# 1000D to 50D upgrade



## mangtarn (Sep 19, 2011)

Hello all,
I am new to the forum and I am already presenting you with a challenge. I have been working with a Canon XS (1000d) for about nine months now. So I have the basics of DSLR photography down pretty well and I can take some decent photos. I recently started "working" (volunteering) as a photographer for my university student newspaper. So I would really like to upgrade my 1000d to something with more capacities. I have been looking at the 50d recently and the photos look very nice. The main thing is higher ISO speed and higher quality.

I looked it up on craigslist and there is a used one and the guy is asking $700. Comes with a grip and three batteries.

I would like to know your opinions on if I need this camera and if that is a reasonable price. Sorry to bombard you with such a long post.


----------



## jaomul (Sep 21, 2011)

50d is great camera, I am not sure how much better the quality of your photographs will be though. Its not renowned for its high ISO performance, and to be honest I have never compared mine to a 1000d. On the up side, the focus is fast and accurate, it will shoot 6 frames a second, its rugged in the hand and it has 5 more mp (not even sure if 15mp is better than 10 for most people). 

In general I like the camera and it may be only internet hype but most other canon cameras (DSLRs) in the last few years reputably perform better at high ISOs.Having said that I have never printed a photo from this camera that I wasnt happy with after minimal post processing. Asking price is subject to condition and shutter count etc, if they are low and its in perfect condition I would think it be worth a little less than asking price


----------



## Big Mike (Sep 21, 2011)

Welcome to the forum. 

The 50D certainly is a 'better' camera than your Rebel XS, but the difference are mostly to do with the size/ergonomics of the body and the available features.  In terms of pure image quality, there probably isn't as much difference as you may think.  

If improving your image quality is your priority, it's likely that your money would be better spent on a high quality lens.  

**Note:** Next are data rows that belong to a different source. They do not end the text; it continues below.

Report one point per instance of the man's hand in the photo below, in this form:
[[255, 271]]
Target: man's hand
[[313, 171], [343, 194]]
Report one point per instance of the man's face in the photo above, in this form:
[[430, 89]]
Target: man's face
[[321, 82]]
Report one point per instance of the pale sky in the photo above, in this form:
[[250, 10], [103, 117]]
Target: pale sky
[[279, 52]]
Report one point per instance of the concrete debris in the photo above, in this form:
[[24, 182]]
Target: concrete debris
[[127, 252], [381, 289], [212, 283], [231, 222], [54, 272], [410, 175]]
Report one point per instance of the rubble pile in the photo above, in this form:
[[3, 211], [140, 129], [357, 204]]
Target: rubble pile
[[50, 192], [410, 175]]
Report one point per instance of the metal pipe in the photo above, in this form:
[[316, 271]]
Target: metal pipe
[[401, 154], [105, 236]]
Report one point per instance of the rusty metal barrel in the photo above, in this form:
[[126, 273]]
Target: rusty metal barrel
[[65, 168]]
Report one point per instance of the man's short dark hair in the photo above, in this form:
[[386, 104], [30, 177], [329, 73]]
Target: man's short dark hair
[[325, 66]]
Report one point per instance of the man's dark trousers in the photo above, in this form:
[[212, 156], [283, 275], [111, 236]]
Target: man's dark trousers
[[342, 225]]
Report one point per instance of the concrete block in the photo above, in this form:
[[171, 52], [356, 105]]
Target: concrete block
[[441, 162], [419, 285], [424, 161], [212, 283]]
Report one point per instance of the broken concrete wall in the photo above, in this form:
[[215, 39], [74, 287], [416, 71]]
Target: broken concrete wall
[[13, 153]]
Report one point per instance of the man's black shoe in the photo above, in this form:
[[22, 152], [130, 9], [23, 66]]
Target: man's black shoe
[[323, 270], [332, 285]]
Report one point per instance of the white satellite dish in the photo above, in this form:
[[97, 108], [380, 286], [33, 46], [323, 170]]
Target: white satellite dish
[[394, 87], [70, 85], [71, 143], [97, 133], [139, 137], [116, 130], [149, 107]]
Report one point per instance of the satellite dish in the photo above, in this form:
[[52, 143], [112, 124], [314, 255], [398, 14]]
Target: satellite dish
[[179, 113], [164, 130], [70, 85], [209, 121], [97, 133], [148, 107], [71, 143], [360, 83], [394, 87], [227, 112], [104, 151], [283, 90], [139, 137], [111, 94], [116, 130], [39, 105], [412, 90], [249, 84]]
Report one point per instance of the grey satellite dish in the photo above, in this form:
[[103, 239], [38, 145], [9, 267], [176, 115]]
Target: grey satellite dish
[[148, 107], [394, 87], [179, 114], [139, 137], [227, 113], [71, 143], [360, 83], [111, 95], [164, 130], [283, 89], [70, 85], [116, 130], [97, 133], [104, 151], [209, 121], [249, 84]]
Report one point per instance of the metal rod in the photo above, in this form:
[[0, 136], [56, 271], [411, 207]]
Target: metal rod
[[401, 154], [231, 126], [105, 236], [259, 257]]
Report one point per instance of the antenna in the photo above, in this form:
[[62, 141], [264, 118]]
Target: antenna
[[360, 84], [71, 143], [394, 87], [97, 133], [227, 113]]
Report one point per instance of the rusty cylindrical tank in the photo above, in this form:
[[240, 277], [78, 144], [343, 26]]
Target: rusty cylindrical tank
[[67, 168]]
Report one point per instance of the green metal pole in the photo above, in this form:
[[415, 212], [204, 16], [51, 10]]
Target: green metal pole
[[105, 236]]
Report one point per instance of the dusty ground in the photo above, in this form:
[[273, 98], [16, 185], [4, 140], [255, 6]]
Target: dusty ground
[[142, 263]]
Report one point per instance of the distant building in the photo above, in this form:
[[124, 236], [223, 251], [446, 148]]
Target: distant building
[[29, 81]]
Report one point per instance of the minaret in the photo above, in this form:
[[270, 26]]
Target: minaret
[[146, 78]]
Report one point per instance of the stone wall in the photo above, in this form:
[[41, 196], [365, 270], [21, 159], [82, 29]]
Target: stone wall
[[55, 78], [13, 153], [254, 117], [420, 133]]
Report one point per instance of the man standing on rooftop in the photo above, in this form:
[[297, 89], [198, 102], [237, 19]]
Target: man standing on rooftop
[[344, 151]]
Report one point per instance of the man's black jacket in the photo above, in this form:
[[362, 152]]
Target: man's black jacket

And of course, improving the photographers is almost always the best way to improve the photos...so you could invest in some good books, maybe a class etc.


----------



## analog.universe (Sep 21, 2011)

The 50d does have better ISO performance than the 1000d, but ISO performance is one of those things that improves with time as well, and the 50d isn't exactly new.  Canon's newer bodies do a bit better with ISO, but certainly not for the price you've mentioned.  The ergonomics alone to me would be worth the upgrade, but I feel like I tend to put more emphasis on that kind of thing than other photogs do.  As Mike said though, be sure you're aware of which quality elements are the responsibility of the body, and which are the lens.  As far bang for the buck, glass usually gives you the most significant quality improvement, but it won't do anything for your ISO.  (having a nice fast prime like a Sigma 50 1.4 would reduce your need for better ISO performance however)


----------



## mangtarn (Sep 26, 2011)

thank you all for your replies, I am going with a 50d afterall. im also getting a 17-85 IS USM lens to go with it. a 50mm prime would be next on the list. i am very fond of photography and the main reason why i feel the need for a better camera is because my 1000d is not delivering some shots that i would like.


----------



## Big Mike (Sep 26, 2011)

> the main reason why i feel the need for a better camera is because my 1000d is not delivering some shots that i would like.


Don't make the (all too common) mistake of thinking that getting new equipment is going to make your photos better.  
Often, better understanding and better techniques will take you farther than simple upgrading your gear.  

But, being happy & comfortable with you camera and it's capabilities can also help you photography, and the 50D is technically a better camera, so have fun with it.


----------



## Robin Usagani (Sep 26, 2011)

dude, stretch your budget to around $850-$950 and get your self a 5D classic.  No brainer choice.


----------



## BuS_RiDeR (Sep 26, 2011)

I own a 50D and absolutely love it. Although I am no great photographer... yet... I am constantly learning.... This camera (the 50D) has a lot to offer... especially for the price.

But, as mentioned before...  Investing in better lenses and other equipment will probably help more than upgrading your camera.


----------



## mangtarn (Sep 26, 2011)

Big Mike said:


> Don't make the (all too common) mistake of thinking that getting new equipment is going to make your photos better.


 I am fully aware of that. The main reason i feel the need is mostly for indoor low light situations like sports and theater (which you can't use a flash for). i am also getting a 17-85 with the camera, which is better than both lens i have right now.
as for me i'll try and get out there as much as possible so i can fully utilize the capabilities of the 50D. (cliche)


----------



## Big Mike (Sep 26, 2011)

> The main reason i feel the need is mostly for indoor low light situations like sports and theater


In that case, I'd also suggest getting a 'fast' lens.  The 50mm F1.8 or F1.4....the 85mm F1.8  etc.


----------



## analog.universe (Sep 26, 2011)

Big Mike said:


> > The main reason i feel the need is mostly for indoor low light situations like sports and theater
> 
> 
> In that case, I'd also suggest getting a 'fast' lens.  The 50mm F1.8 or F1.4....the 85mm F1.8  etc.



Totally agree with this.

The Canon 17-85mm you're looking at is f/5.6 at 85.  The 85mm 1.8 will let in ~10 times more light than this (3 1/3 stops)... that's ISO 3200 vs. 320 at the same shutter speed.  This is a much more significant difference than you will notice upgrading bodies.


----------